Coronary Artery Disease Clinical Trial
Official title:
Prevention of Neointimal Proliferation With Aggressive Reduction of Glucose Concentrations (Pioglitazone) Study -- PPAR-G -- An IVUS Pilot Feasibility Study in Type 2 Diabetic Patients.
Patients with diabetes have worse outcomes after percutaneous coronary intervention (PCI)
procedures, compared to those patients without diabetes. They are at increased risk of
death, heart attack, or needing further procedures due to renarrowing of their coronary
narrowings after implantation of a coronary stent. Studies have suggested that poor control
of diabetes may be partly responsible for these poor outcomes.
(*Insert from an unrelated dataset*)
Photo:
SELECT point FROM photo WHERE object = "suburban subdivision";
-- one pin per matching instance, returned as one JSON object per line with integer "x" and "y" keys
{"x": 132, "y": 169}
Thiazolidinedione drugs, such
as pioglitazone, can improve the diabetes control and make the patient more sensitive to the
effects of insulin. Preliminary studies suggest that pioglitazone may also help prevent
renarrowing after PCI.
This study was a pilot study designed to determine whether more aggressive treatment of the
diabetes with the routine use of the drug pioglitazone (30mg/day for 6 months), in addition
to the patient's usual diabetic medications adjusted to optimize their diabetic control (get
glycated hemoglobin < 7%), could reduce the amount of tissue buildup within the stent after
6 months, compared to a group less aggressively treated without pioglitazone and their usual
medications for diabetes.
An intravascular ultrasound probe was used to assess the extent of tissue buildup within the
stent and this was performed immediately after the PCI as a baseline and repeated after 6
months of therapy.
The investigators hypothesize that the more aggressive diabetic treatment with pioglitazone
would reduce the extent of tissue growth within the stent after 6 months of therapy.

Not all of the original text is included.